Platform9 Services In Failed State Due To "Too many open files" Error
Problem
Platform9 services in failed state with 203/Exec error code, Checking the logs the "Too many open files in system." OSErrors are seen. The pf9-hostagent service failure scenario is shown in the below snippets:
[root@ttm10cm20-worker-20 ~]# systemctl status pf9-hostagent.service
* pf9-hostagent.service - Platform9 Host Agent Service
Loaded: loaded (/usr/lib/systemd/system/pf9-hostagent.service; enabled; vendor preset: disabled)
Active: failed (Result: start-limit) since Thu 2023-06-01 00:35:57 PDT; 2 weeks 0 days ago
Process: 280608 ExecStart=/bin/bash -c /opt/pf9/hostagent/bin/pf9-hostd >> /var/log/pf9/hostagent-daemon.log 2>&1 (code=exited, status=203/EXEC)
Process: 280600 ExecStartPre=/opt/pf9/hostagent/pf9-hostagent-prestart.sh (code=exited, status=0/SUCCESS)
Main PID: 280608 (code=exited, status=203/EXEC)
No opened files associated with the service pf9-hostagent:
[root@node ~]# lsof -p 280608
[root@node ~]# lsof -p 280600
[root@node ~]#
Hostagent logs complaining unable to load the configuration due to Too many open files with the system:
2023-06-01 09:26:53,364 - session.py ERROR - Failed to load desired configuration: [Errno 23] Too many open files in system: '/var/opt/pf9/hostagent/cb59738d-9293-46be-af40-41024c49c10e/desired_apps.json'
2023-06-01 09:26:53,364 - slave.py ERROR - IOError: [Errno 23] Too many open files in system
---
OSError: [Errno 23] Too many open files in system.
Environment
- Platform9 Managed Kubernetes - Any version.
- Platform9 Managed Openstack - Any version.

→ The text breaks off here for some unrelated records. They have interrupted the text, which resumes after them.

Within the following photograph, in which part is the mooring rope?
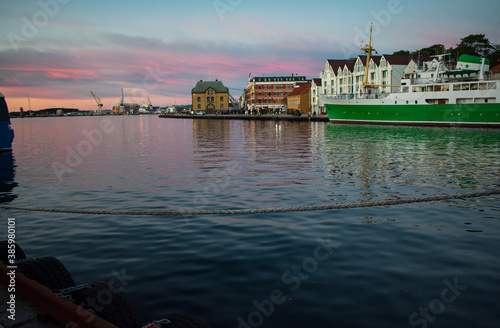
[0,190,500,216]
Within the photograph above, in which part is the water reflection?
[323,125,500,199]
[0,151,18,204]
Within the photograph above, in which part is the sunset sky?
[0,0,500,111]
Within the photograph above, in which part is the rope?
[0,189,500,216]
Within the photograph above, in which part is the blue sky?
[0,0,500,111]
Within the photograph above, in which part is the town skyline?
[0,0,500,111]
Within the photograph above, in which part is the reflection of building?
[191,80,229,114]
[287,84,311,114]
[0,151,18,204]
[311,79,326,114]
[246,75,308,113]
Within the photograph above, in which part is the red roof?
[328,59,356,72]
[490,64,500,74]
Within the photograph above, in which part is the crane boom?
[90,90,102,111]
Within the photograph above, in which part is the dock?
[159,114,329,122]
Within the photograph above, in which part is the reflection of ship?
[0,93,14,151]
[0,151,17,204]
[324,25,500,128]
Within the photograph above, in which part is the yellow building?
[191,80,229,114]
[287,84,311,114]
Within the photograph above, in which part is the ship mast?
[361,23,401,89]
[361,23,375,89]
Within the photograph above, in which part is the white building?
[320,55,416,95]
[311,79,326,114]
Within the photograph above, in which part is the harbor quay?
[159,114,328,122]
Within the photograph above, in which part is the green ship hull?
[325,103,500,128]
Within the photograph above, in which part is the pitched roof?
[358,56,382,65]
[384,55,412,65]
[191,80,229,93]
[328,59,356,72]
[312,78,321,86]
[287,84,311,97]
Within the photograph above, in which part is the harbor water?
[0,116,500,328]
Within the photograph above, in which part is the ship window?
[474,97,495,104]
[457,98,474,104]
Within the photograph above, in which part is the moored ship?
[0,93,14,151]
[323,26,500,128]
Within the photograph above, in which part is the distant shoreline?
[158,114,329,122]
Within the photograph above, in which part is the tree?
[415,44,446,56]
[453,34,493,57]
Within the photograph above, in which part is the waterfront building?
[191,80,229,114]
[311,78,326,114]
[320,55,420,95]
[245,74,309,114]
[287,83,311,114]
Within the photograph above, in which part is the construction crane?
[227,87,246,107]
[90,90,102,114]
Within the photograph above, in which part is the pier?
[159,114,329,122]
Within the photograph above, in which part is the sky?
[0,0,500,111]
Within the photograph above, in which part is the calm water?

- Platform9 Edge Cloud - Any version.
Cause
There should be services/processes using most of the open file limits causing the other processes to run out of the limits affecting the service failure.
Resolution
It is important to identify that specific process using most count of opened files using. If the opened file count are legitimiate it is recommended to increase the ulimit count after consulting with the OS support team. Else, optimise the process to operate within the allotted file counts. In the below snippet, the lsof ouput will give the top 15 processes using most number of opened files:
# lsof | awk '{ print $1 " " $2; }' | sort -rn | uniq -c | sort -rn | head -15
If the lsof
command is still not working on the affected nodes, Try below script which will list the opened file count, process-name and process-id of the top 15 processes:
# ls -l /proc/ | awk '{print $9}' | grep -v "^[A-Za-z]" > files
# root@ip-10-0-1-154:~# cat files | wc -l
175 // Process count [All processes within the node]
# for i in $(cat files); do echo -e "============================= $i" ; ls -l /proc/$i/fdinfo/ | wc -l ; done | less
Sample output: [In the order opened file count, process-name and process-id]
root@ip-10-0-1-154:~# lsof | awk '{ print $1 " " $2; }' | grep -v "pwd" | sort -rn | uniq -c | sort -rn | head -15
2664 kube-apis 24378
1800 container 21494
1515 etcd 22292
867 kubelet 28012
825 pf9-comms 4610
742 container 24282
435 container 27527
406 container 34678
406 container 32929
395 udisksd 521
377 container 950147
363 pf9-sidek 4619
341 forward_b 1701840
292 pf9-hostd 4654
245 multipath 3767107
Additional Information
Since the ulimit counts are Operating System level critical values, it is recommended to make changes in these values after consulting with the OS support team of respective users.